But at least on one front, it would be wrong to say the president’s impact has been negligible. With his appointments of Attorney General Jeff Sessions and Supreme Court Justice Neil Gorsuch, Trump has made serious inroads toward transforming the justice system – sadly, in a way that signals a rapid erosion of the rights of Americans.

Under Sessions, one of the Justice Department’s first, egregiously cruel actions was to roll back protections allowing transgender students to use school bathrooms corresponding with their gender identity. It came after Sessions reportedly squared off with Education Secretary Betsy DeVos, and won. The move rescinded a civil rights expansion from the Obama administration; more than that, it served as an early warning of the direction Sessions’ DOJ intended to take.

Now, Sessions reportedly wants to revive a draconian – and widely discredited –strategy from several decades ago at the height of the war on drugs, with harsher prosecution of drug cases and use of mandatory minimum prison sentences. Such action would reverse practices of the Obama Justice Department against seeking across-the-board sentences for some low-level drug offenders. In the past, the systematic sentencing of such offenders led to a recognized crisis of mass incarceration, a booming prison population heavily made up of black men, with attendant destruction of African-American families and communities.

At the same time, Sessions’ Justice Department has signaled the federal government may no longer seek to apply the brakes to voting discrimination. It dropped a legal argument raised by the Obama administration that Texas had enacted a strict voter-identification law with discriminatory intent.
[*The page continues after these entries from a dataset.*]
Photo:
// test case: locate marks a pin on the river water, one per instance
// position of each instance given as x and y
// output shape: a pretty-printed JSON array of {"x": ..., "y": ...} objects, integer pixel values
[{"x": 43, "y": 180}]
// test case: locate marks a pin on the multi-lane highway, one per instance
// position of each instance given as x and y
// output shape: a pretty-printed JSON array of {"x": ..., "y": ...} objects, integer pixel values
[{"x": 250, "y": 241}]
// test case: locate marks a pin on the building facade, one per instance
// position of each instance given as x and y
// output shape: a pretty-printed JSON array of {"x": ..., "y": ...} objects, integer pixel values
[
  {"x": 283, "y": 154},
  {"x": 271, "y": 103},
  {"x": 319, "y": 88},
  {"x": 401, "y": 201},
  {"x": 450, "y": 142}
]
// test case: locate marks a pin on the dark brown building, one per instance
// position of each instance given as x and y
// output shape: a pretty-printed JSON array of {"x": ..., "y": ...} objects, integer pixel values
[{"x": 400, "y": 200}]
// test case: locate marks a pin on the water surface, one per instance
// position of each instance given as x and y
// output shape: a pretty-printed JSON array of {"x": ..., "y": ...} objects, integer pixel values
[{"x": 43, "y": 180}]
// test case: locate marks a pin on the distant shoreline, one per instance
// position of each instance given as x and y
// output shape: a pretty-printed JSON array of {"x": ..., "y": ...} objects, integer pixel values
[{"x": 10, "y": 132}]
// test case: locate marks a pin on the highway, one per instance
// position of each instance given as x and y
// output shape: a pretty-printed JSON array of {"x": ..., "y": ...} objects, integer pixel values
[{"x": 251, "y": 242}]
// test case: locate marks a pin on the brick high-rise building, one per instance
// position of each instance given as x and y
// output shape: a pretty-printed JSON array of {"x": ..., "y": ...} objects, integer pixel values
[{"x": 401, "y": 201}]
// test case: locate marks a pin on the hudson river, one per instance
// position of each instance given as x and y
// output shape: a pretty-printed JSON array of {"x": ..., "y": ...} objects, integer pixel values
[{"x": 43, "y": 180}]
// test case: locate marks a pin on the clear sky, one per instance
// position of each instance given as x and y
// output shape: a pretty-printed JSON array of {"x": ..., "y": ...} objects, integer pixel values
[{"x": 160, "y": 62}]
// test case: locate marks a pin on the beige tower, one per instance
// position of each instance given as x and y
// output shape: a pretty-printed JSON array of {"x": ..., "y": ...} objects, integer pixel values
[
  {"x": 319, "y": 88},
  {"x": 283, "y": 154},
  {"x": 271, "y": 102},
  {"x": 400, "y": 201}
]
Despite the Justice Department’s turnabout, District Judge Nelva Gonzales Ramos recently declared that the Texas law “was passed, at least in part, with a discriminatory purpose.” The issue of intent is important in determining whether Texas will be required to get Justice Department approval before revising its election laws.

Equally concerning, Sessions has ordered a comprehensive review of existing or possible consent decrees to bring reform to local police departments, raising fears of diminished police accountability. This comes despite documented reports of unconstitutional race discrimination patterns, and excessive police force, in some major cities.
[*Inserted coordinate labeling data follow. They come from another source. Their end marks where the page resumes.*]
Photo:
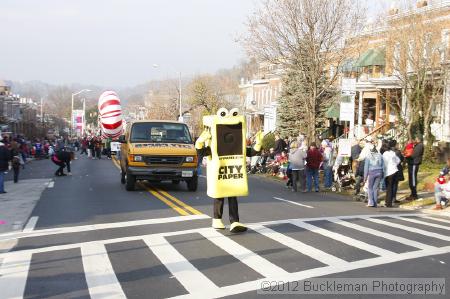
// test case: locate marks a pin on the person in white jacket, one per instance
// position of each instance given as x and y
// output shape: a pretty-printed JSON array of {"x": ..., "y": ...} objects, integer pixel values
[{"x": 391, "y": 162}]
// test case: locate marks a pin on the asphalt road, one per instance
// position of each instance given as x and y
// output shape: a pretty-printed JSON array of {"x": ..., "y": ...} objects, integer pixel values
[{"x": 93, "y": 239}]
And Sessions apparently shares with his boss, Donald Trump, a willingness to belittle the federal judiciary. When a judge in Hawaii blocked Trump’s flawed ban on travelers from several predominantly Muslim countries, Sessions voiced amazement “that a judge sitting on an island in the Pacific can issue an order that stops the President of the United States from what appears to be clearly his statutory and Constitutional power.”

Meanwhile, the newly-minted Justice Gorsuch has already moved the Supreme Court rightward, telegraphing with his first vote that he will be a reliable member of its ultraconservative wing.

Gorsuch effectively cast the deciding vote in a 5-4 decision permitting executions of Arkansas death row inmates to go forward beginning with Ledell Lee. A big factor was the anticipated expiration of the state’s supply of lethal-injection drugs. The Roberts Court, its conservative majority now completed by Gorsuch, bought that suspect rationale.

“In my view, that factor, when considered as a determining factor separating those who live from those who die, is close to random,” Justice Stephen G. Breyer objected in dissent. The court’s vote cleared the way for Arkansas’ first execution in a decade; this week, the nation’s first back-to-back, double execution since 2000 followed in the same state.

There is a pattern here, and it is not one of inertia. Trump has set in motion a rollback of decades of human rights progress, and the consequences for some of our society’s most vulnerable will be felt for generations. Certainly the president has flailed without effect on the legislative front. But the shift in the orientation of our apparatus of justice is real, it is happening now, and we ignore it our peril.

No real action in the first 100 days? Think again.